Kraushaar Brass Manufacturing Company

by Michael R. Allen

I frequently pass by this industrial building at 2509 N. Broadway in the north riverfront industrial corridor, and have long wondered about the distinctive stepped south elevation. On that side, the parapet steps up a full floor above the apparent building height to support a chimney. My first assumption was that the chimney was the remnant of a demolished interconnected taller building. That assumption didn’t seem right, though. Time for research.

The 1909 Sanborn fire insurance map (Volume 3, page 52) shows this building alone, with no building standing to the south. The stepped section chimney is part of the building, which Sanborn shows as being a three-story section of the Kraushaar Brass Manufacturing Company. Building permits indicate that the building at 2509 N. Broadway was built in 1904 at a three story height. Since the building was part of an active brass foundry, a destruction of the top story by fire is possible. Several metal-industry related buildings in the north riverfront areas lost top floors to fire. Early processes often resulted in industrial accidents, and we know that heat rises. However, my guess is as likely as simple decapitation of a floor deemed useless for some reason.

My research on Kraushaar Brass Manufacturing is incomplete. Records show that the company was founded by Charles Frederick Kraushaar, a Prussian immigrant born in 1847 who arrived in St. Louis after 1870. Kraushaar started a brass foundry on this block (city block 330, bounded by Broadway, Warren, 9th and Benton streets) in 1873 that expanded in size rapidly. In 1911, when Kraushaar retired, he resided at 3627 California Avenue in south city. His company made a lot of light fixtures, and its products appear in Missouri state government procurement records.

One mystery solved, dozens more created…

2 replies on “Kraushaar Brass Manufacturing Company”

Charles was my great grandfather.
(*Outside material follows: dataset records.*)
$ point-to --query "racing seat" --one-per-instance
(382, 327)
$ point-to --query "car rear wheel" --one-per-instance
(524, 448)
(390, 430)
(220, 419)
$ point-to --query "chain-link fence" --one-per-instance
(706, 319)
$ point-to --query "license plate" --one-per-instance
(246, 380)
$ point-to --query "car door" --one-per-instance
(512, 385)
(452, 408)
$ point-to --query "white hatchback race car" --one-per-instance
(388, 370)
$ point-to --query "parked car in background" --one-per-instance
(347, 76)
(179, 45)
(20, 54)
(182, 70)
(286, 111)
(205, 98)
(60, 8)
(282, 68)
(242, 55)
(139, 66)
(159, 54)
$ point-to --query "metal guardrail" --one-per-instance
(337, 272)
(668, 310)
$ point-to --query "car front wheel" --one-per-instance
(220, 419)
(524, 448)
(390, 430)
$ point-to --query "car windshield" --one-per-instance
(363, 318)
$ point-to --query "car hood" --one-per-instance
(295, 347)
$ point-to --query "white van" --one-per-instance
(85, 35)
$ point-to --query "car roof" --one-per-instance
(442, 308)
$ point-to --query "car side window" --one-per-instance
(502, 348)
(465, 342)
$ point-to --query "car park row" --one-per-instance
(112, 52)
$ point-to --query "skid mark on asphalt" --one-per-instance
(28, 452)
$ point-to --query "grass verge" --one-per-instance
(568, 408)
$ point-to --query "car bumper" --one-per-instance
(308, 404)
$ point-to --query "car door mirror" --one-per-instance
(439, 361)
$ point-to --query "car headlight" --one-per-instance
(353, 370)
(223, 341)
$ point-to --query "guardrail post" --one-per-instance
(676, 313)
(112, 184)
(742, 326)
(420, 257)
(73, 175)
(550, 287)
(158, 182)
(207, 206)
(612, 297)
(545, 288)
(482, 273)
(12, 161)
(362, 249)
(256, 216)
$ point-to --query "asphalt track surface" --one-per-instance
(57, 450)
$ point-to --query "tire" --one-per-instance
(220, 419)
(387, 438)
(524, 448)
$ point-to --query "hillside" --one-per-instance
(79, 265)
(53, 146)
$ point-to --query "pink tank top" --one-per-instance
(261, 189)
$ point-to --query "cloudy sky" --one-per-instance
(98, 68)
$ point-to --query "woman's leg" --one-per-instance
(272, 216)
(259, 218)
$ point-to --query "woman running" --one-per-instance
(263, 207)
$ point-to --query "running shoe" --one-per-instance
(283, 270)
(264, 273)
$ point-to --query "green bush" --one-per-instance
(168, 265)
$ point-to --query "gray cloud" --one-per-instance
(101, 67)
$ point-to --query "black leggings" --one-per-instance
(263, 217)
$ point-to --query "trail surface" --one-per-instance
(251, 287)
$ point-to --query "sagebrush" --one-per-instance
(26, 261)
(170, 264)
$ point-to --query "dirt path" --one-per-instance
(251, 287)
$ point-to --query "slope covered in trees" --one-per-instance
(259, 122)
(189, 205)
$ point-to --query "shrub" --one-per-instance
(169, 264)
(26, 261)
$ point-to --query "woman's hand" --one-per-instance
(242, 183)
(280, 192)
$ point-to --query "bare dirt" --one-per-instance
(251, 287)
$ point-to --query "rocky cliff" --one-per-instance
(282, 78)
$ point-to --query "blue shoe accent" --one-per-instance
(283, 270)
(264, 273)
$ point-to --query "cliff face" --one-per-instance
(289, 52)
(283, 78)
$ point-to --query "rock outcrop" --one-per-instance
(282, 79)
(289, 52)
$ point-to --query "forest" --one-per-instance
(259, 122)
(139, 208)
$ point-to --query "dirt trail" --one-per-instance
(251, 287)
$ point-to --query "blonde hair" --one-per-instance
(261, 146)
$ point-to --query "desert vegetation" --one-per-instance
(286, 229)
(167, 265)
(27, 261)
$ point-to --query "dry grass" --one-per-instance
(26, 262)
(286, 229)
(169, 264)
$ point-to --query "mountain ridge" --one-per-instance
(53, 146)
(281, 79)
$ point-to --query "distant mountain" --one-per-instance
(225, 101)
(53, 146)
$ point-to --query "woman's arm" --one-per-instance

His business also made wagon and trolly fittings as well as bathroom tubs. He had a booth in the 1898 Chicago Worlds Fair. Other descendents still live in the St. Louis area as well as North Carolina, Alaska, Chicago, Virgina.

Thanks for the photo. I have never seen his factory building.

Two family legends as to why he closed shop and retired. 1) Employees threatened unionization and 2)He would not make bullets as requested by the Gov. to kill Germans in WWI. Don’t know if either are true.